Si vous m'aviez dit il y a 20 ans que j'écrirais un jour pour High Times sur la maternité et le cannabis, j'aurais probablement ri. Non pas que cela me paraisse impossible, mais parce que ces deux identités semblaient incompatibles dans le monde où j'ai grandi.

Les messages étaient parfois subtils, parfois flagrants.
Les bonnes mères* étaient celles qui maintenaient l'équilibre familial. Les bonnes mères faisaient toujours passer les autres avant elles. Elles plaisantaient peut-être sur le besoin d'un verre de vin après une longue journée, mais le cannabis appartenait à une toute autre catégorie. Les consommateurs de cannabis étaient dépeints comme irresponsables, paresseux et déconnectés de la réalité. Les mères qui consommaient du cannabis étaient totalement absentes de ce récit, et si elles y figuraient, ce n'étaient certainement pas des femmes à admirer. J'ai intégré ces messages sans même m'en rendre compte. Puis je suis devenue mère moi-même.

Comme tant de femmes, j'avais une image précise de ce à quoi ressemblerait ma vie. J'ai fait carrière dans la beauté et le bien-être, et j'ai fini par ouvrir mon propre studio. J'adorais aider les femmes à se sentir belles et confiantes, et je chérissais les relations que j'avais tissées avec mes clientes au fil des ans. Gérer une entreprise n'était pas seulement un travail ; c'était devenu une part intégrante de mon identité.
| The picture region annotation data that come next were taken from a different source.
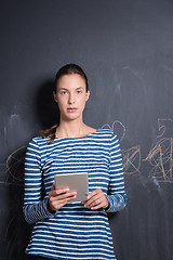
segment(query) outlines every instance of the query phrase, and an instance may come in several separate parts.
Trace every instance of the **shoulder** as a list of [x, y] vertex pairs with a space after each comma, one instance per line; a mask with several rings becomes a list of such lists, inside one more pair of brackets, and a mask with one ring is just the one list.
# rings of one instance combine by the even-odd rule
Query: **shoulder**
[[105, 136], [105, 138], [108, 138], [108, 139], [114, 139], [116, 138], [117, 139], [117, 135], [115, 134], [115, 132], [110, 129], [103, 129], [103, 128], [98, 128], [97, 129], [97, 133], [101, 135], [101, 136]]
[[41, 147], [41, 146], [48, 145], [49, 140], [50, 140], [50, 138], [36, 136], [30, 140], [28, 146], [34, 145], [37, 147]]

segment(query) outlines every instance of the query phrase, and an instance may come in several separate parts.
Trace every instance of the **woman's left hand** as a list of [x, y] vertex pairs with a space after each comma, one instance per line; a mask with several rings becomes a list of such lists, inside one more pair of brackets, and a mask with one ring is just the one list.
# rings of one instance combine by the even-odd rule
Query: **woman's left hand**
[[109, 203], [101, 188], [94, 190], [89, 194], [88, 200], [82, 202], [83, 206], [92, 210], [107, 208]]

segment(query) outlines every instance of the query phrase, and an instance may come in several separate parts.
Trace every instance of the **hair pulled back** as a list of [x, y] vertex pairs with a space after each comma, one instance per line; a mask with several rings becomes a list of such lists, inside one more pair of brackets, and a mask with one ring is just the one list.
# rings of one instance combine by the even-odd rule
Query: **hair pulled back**
[[[85, 90], [88, 92], [89, 90], [89, 83], [88, 83], [88, 77], [85, 75], [85, 73], [83, 72], [83, 69], [77, 65], [77, 64], [74, 64], [74, 63], [70, 63], [70, 64], [67, 64], [65, 66], [63, 66], [57, 73], [56, 73], [56, 76], [55, 76], [55, 84], [54, 84], [54, 92], [56, 93], [56, 89], [57, 89], [57, 83], [58, 83], [58, 80], [65, 76], [65, 75], [71, 75], [71, 74], [78, 74], [80, 75], [84, 81], [85, 81]], [[56, 128], [58, 127], [58, 123], [55, 123], [53, 127], [49, 128], [49, 129], [45, 129], [45, 130], [41, 130], [40, 131], [40, 134], [42, 138], [48, 138], [50, 136], [50, 140], [49, 140], [49, 144], [53, 143], [54, 139], [55, 139], [55, 133], [56, 133]]]

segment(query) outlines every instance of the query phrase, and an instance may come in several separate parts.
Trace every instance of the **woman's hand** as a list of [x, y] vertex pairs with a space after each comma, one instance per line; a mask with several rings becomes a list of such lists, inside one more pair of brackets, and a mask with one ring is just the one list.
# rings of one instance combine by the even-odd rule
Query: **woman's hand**
[[107, 208], [109, 203], [101, 188], [94, 190], [89, 194], [88, 200], [82, 202], [83, 206], [92, 210]]
[[76, 197], [77, 192], [69, 191], [68, 187], [55, 188], [55, 183], [53, 183], [49, 193], [48, 208], [50, 211], [57, 210]]

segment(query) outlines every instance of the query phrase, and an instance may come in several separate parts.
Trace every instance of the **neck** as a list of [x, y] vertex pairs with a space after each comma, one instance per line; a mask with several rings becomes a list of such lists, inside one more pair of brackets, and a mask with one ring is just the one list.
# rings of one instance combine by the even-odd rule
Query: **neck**
[[80, 138], [85, 134], [85, 123], [81, 120], [61, 121], [56, 130], [57, 138]]

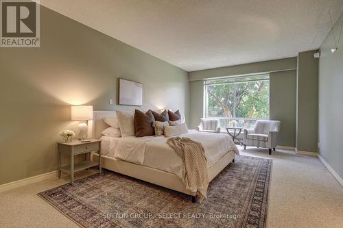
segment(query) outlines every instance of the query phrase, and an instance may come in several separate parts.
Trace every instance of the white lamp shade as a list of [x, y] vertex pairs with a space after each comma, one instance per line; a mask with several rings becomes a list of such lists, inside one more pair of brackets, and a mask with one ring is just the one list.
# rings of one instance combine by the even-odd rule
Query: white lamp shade
[[93, 106], [79, 105], [71, 106], [72, 121], [90, 121], [93, 120]]

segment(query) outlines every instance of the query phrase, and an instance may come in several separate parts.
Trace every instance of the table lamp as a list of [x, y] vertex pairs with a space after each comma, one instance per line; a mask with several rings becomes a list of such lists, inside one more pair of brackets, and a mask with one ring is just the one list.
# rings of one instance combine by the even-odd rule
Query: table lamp
[[79, 121], [78, 128], [81, 142], [86, 141], [88, 133], [87, 121], [93, 120], [92, 105], [71, 106], [71, 120]]

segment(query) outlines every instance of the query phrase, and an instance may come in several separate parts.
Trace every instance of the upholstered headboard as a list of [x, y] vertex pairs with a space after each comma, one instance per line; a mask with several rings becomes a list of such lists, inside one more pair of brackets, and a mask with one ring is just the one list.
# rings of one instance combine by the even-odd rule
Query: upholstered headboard
[[88, 123], [88, 136], [91, 134], [93, 138], [99, 139], [102, 136], [102, 131], [110, 127], [105, 122], [104, 117], [115, 116], [115, 111], [94, 111], [93, 121]]

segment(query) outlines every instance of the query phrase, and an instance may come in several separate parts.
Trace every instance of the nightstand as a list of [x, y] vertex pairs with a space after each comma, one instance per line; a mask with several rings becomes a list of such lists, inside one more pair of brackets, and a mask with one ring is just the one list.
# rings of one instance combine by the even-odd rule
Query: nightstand
[[[102, 174], [102, 145], [101, 140], [91, 140], [90, 142], [81, 142], [81, 141], [73, 141], [71, 142], [58, 142], [58, 178], [61, 177], [61, 171], [63, 170], [70, 174], [71, 184], [74, 181], [74, 173], [88, 168], [99, 166], [99, 173]], [[88, 160], [87, 156], [88, 153], [99, 151], [99, 163]], [[61, 166], [61, 153], [70, 156], [70, 165]], [[74, 164], [74, 156], [79, 154], [86, 153], [86, 160]]]

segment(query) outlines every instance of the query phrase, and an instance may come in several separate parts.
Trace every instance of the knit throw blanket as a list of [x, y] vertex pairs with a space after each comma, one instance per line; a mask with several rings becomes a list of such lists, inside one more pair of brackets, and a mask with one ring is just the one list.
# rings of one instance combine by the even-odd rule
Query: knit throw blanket
[[169, 138], [167, 143], [181, 157], [186, 170], [186, 188], [196, 192], [201, 201], [206, 198], [209, 175], [205, 151], [201, 143], [184, 137]]

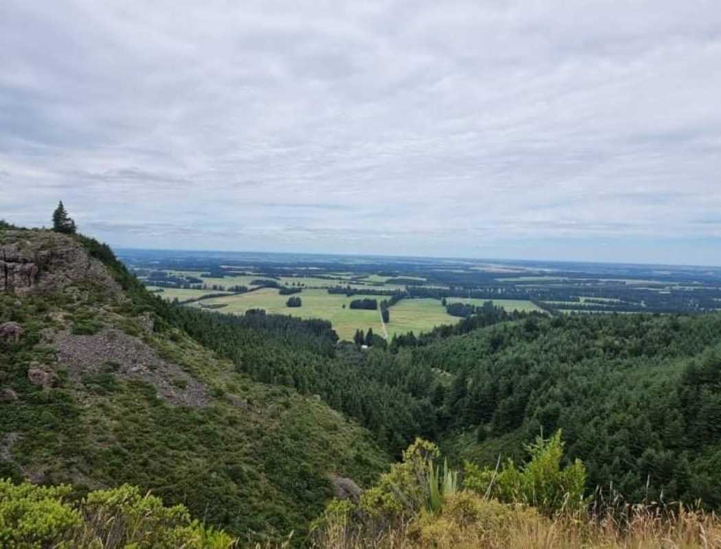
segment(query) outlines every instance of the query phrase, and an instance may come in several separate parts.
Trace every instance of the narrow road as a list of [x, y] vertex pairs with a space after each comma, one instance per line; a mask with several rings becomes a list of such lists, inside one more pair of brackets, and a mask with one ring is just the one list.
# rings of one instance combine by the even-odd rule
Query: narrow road
[[378, 315], [381, 317], [381, 326], [383, 326], [383, 333], [386, 334], [386, 341], [388, 341], [388, 330], [386, 329], [386, 323], [383, 321], [383, 311], [380, 308], [378, 309]]

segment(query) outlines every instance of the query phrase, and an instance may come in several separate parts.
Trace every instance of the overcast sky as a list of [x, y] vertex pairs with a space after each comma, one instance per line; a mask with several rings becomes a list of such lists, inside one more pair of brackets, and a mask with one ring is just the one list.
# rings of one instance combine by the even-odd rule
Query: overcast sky
[[0, 218], [721, 264], [721, 4], [0, 1]]

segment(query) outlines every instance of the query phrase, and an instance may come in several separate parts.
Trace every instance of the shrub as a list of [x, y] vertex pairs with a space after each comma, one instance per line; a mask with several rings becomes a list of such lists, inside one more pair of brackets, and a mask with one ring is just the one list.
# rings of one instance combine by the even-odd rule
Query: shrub
[[561, 468], [560, 431], [548, 439], [537, 437], [526, 449], [531, 460], [520, 468], [513, 460], [508, 460], [500, 471], [481, 469], [466, 462], [465, 487], [502, 501], [532, 505], [547, 514], [582, 509], [588, 503], [583, 497], [586, 477], [583, 463], [576, 460]]
[[0, 547], [18, 549], [229, 549], [226, 534], [191, 520], [182, 505], [164, 506], [135, 486], [90, 492], [73, 502], [69, 486], [0, 481]]

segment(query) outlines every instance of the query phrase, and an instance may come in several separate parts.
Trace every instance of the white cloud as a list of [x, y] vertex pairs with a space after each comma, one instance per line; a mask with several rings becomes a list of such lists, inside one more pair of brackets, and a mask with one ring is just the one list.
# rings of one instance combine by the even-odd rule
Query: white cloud
[[710, 1], [6, 0], [0, 37], [17, 223], [62, 198], [136, 247], [721, 251]]

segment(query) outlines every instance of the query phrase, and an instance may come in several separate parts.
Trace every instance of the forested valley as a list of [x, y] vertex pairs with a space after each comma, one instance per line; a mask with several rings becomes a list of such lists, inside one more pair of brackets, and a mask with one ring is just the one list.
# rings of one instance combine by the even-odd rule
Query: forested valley
[[360, 349], [337, 345], [322, 321], [164, 310], [241, 370], [319, 395], [396, 455], [421, 436], [456, 462], [492, 465], [560, 429], [590, 492], [721, 506], [718, 314], [498, 314]]

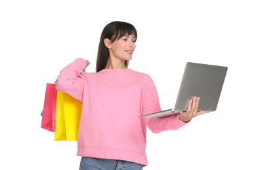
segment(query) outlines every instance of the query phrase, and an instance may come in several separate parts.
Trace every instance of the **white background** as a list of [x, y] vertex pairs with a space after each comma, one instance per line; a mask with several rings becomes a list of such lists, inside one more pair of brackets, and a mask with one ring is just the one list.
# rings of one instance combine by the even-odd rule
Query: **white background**
[[78, 169], [76, 142], [41, 128], [47, 82], [76, 58], [94, 72], [104, 27], [133, 24], [129, 67], [148, 73], [173, 107], [187, 61], [227, 66], [216, 112], [177, 131], [147, 133], [155, 169], [256, 169], [255, 1], [0, 2], [1, 169]]

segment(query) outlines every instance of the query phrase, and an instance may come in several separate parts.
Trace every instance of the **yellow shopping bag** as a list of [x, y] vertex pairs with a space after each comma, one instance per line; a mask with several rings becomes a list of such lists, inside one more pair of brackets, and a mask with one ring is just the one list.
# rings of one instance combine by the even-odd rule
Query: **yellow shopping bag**
[[82, 103], [67, 94], [57, 92], [55, 141], [77, 141]]

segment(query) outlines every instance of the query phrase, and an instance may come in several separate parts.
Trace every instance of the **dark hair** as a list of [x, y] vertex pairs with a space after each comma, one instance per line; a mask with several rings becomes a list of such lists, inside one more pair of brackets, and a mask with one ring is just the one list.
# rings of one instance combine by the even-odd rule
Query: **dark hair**
[[[105, 69], [110, 56], [108, 48], [105, 46], [104, 40], [107, 38], [111, 41], [111, 42], [113, 42], [116, 40], [121, 39], [123, 36], [132, 34], [135, 35], [136, 41], [137, 31], [132, 24], [127, 22], [115, 21], [105, 26], [101, 33], [98, 44], [96, 72]], [[125, 60], [125, 65], [128, 67], [129, 61]]]

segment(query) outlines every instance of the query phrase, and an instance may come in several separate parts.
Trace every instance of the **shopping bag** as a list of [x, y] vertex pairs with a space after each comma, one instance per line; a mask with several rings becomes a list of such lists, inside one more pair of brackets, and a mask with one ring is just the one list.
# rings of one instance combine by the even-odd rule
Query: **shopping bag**
[[41, 128], [50, 131], [55, 131], [55, 113], [57, 90], [55, 84], [47, 83], [43, 103]]
[[67, 94], [57, 92], [55, 141], [77, 140], [81, 108], [81, 101]]

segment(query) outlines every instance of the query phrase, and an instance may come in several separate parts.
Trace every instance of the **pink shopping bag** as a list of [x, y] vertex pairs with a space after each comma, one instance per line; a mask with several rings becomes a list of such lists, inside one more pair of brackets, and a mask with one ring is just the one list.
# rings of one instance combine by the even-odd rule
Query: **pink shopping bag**
[[56, 98], [55, 84], [47, 83], [41, 128], [52, 132], [55, 131]]

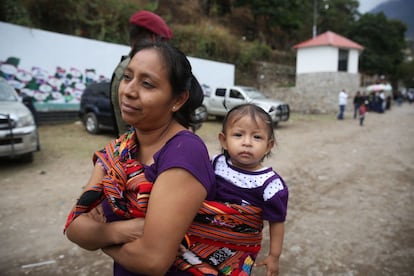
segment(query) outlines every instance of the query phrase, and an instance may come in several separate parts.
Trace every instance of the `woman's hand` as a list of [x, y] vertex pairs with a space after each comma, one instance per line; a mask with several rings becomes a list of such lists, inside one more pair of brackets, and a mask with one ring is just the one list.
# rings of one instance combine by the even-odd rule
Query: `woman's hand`
[[140, 238], [144, 233], [144, 222], [143, 218], [135, 218], [109, 223], [115, 244], [124, 244]]
[[106, 217], [103, 213], [102, 205], [99, 204], [95, 208], [93, 208], [90, 212], [86, 213], [86, 216], [90, 217], [91, 219], [95, 220], [96, 222], [105, 223]]

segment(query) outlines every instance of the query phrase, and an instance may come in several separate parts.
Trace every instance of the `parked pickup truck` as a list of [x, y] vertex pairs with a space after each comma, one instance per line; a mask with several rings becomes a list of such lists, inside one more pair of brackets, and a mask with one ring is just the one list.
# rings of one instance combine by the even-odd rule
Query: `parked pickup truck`
[[234, 106], [244, 103], [254, 103], [263, 108], [269, 113], [274, 125], [289, 119], [288, 104], [269, 99], [256, 88], [246, 86], [216, 88], [214, 93], [204, 96], [203, 105], [197, 110], [197, 113], [203, 114], [204, 120], [209, 115], [223, 117]]

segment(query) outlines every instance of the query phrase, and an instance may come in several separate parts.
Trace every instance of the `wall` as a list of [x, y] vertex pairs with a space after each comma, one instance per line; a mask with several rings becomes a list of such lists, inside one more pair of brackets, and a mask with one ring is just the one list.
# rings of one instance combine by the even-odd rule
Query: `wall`
[[296, 86], [277, 87], [269, 83], [262, 90], [269, 97], [289, 103], [294, 112], [336, 113], [338, 111], [338, 93], [345, 89], [349, 94], [349, 110], [359, 86], [360, 75], [345, 72], [309, 73], [296, 75]]
[[[0, 76], [38, 110], [74, 110], [85, 86], [109, 80], [130, 48], [0, 22]], [[201, 84], [233, 85], [233, 64], [188, 57]]]
[[336, 72], [338, 49], [334, 47], [310, 47], [297, 51], [296, 73]]

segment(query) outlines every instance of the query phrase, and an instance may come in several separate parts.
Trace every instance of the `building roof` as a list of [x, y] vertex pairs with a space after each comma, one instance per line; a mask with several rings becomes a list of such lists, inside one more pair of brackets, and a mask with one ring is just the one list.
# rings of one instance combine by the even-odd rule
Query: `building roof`
[[357, 49], [360, 51], [364, 49], [364, 47], [360, 44], [331, 31], [327, 31], [314, 38], [296, 44], [295, 46], [293, 46], [293, 48], [299, 49], [318, 46], [333, 46], [337, 48]]

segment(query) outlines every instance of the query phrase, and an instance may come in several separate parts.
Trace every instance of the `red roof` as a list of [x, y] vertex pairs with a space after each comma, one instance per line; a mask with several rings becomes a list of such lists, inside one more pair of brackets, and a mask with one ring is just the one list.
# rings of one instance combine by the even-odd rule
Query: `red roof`
[[295, 46], [293, 46], [293, 48], [299, 49], [317, 46], [334, 46], [338, 48], [357, 49], [361, 51], [364, 49], [364, 47], [362, 47], [360, 44], [330, 31], [327, 31], [312, 39], [296, 44]]

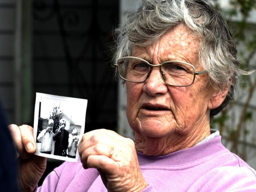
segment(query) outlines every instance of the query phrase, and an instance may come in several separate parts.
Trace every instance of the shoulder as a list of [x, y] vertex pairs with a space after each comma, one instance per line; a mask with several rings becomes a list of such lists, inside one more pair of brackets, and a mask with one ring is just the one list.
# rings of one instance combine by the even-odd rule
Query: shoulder
[[[54, 171], [59, 178], [56, 191], [76, 191], [74, 189], [78, 190], [82, 187], [87, 191], [97, 177], [100, 177], [96, 169], [84, 169], [80, 160], [77, 162], [64, 162]], [[80, 185], [78, 185], [78, 183]]]
[[250, 167], [216, 167], [202, 175], [189, 191], [195, 188], [201, 191], [256, 191], [255, 171]]

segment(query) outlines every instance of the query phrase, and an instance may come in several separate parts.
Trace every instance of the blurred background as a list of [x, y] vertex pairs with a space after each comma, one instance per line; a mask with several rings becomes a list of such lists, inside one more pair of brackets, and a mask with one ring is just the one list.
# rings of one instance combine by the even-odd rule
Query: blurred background
[[[243, 69], [256, 66], [256, 0], [212, 1], [224, 13]], [[35, 93], [88, 100], [85, 130], [133, 137], [125, 87], [111, 65], [112, 31], [138, 0], [0, 0], [0, 99], [9, 123], [33, 126]], [[211, 124], [256, 168], [255, 73]], [[48, 160], [46, 174], [62, 162]]]

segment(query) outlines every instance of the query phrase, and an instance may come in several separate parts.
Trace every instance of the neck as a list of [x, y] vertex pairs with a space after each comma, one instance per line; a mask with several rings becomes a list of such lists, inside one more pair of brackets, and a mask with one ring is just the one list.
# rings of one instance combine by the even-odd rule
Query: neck
[[204, 129], [194, 129], [188, 134], [174, 132], [163, 138], [152, 138], [135, 133], [137, 151], [148, 156], [166, 155], [193, 147], [210, 134], [210, 125]]

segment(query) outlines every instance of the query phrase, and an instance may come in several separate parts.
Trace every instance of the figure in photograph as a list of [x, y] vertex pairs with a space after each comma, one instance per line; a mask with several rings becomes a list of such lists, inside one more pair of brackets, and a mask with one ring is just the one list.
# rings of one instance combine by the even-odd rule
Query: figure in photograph
[[52, 132], [53, 125], [53, 120], [49, 120], [46, 128], [42, 130], [38, 135], [37, 140], [41, 142], [41, 153], [52, 154], [53, 152], [54, 142], [53, 138], [54, 135], [54, 134]]
[[69, 138], [69, 146], [68, 146], [67, 154], [67, 156], [72, 158], [76, 158], [76, 150], [78, 145], [79, 140], [77, 135], [78, 132], [76, 129], [74, 128], [72, 130], [72, 135]]
[[66, 121], [64, 119], [59, 120], [59, 128], [53, 136], [55, 141], [54, 154], [66, 157], [69, 144], [69, 131], [65, 129]]
[[239, 77], [252, 73], [236, 59], [233, 31], [214, 1], [139, 1], [115, 31], [113, 59], [134, 141], [111, 130], [86, 132], [80, 161], [64, 162], [38, 186], [46, 159], [32, 155], [33, 128], [11, 125], [27, 158], [20, 159], [22, 189], [256, 192], [255, 170], [223, 145], [210, 124], [234, 98]]

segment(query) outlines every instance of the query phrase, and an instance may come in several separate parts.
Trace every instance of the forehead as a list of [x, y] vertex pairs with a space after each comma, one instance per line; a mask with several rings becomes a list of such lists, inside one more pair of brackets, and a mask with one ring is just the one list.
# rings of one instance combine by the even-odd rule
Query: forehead
[[180, 24], [152, 45], [134, 46], [132, 56], [146, 59], [156, 64], [157, 64], [156, 62], [178, 60], [194, 65], [198, 63], [199, 44], [198, 38], [183, 25]]

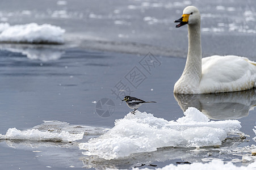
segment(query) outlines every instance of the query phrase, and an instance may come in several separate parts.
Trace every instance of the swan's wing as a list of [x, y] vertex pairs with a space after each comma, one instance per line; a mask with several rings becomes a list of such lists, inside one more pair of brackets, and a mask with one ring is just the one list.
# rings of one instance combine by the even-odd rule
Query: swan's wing
[[234, 56], [204, 58], [200, 90], [211, 88], [211, 92], [217, 92], [251, 88], [254, 86], [255, 74], [255, 63], [246, 58]]

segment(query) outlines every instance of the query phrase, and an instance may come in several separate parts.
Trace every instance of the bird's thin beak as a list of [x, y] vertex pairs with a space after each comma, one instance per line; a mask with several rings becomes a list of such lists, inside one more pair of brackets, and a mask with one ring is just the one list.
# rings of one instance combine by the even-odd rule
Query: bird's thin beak
[[181, 27], [182, 26], [186, 25], [188, 23], [188, 17], [190, 14], [183, 14], [182, 18], [179, 19], [175, 20], [175, 23], [180, 23], [176, 26], [176, 28]]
J'étais à la fois prestataire de services, responsable marketing, réceptionniste, comptable, femme de ménage et personne-ressource. J'élevais aussi deux enfants, essayant de construire un foyer stable et de créer la vie dont j'avais toujours rêvé pour ma famille. Pendant un temps, j'ai cru avoir trouvé la solution.

Ce que la plupart des gens ignoraient, c'était ce qui se passait en coulisses. Des douleurs chroniques et des problèmes de dos réduisaient progressivement les limites de mon corps. Les services que je proposais exigeaient de longues heures debout et des mouvements répétitifs de plus en plus difficiles à supporter. J'avais encore des clients et des enfants qui comptaient sur moi. Abandonner mon activité n'était pas envisageable, mais il m'était tout aussi impossible de faire comme si mon corps ne souffrait pas.

Finalement, j'ai dû me rendre à l'évidence, une réalité que beaucoup de femmes rencontrent à un moment ou un autre de leur vie : l'avenir que j'avais soigneusement planifié ne correspondait plus à la situation dans laquelle je me trouvais.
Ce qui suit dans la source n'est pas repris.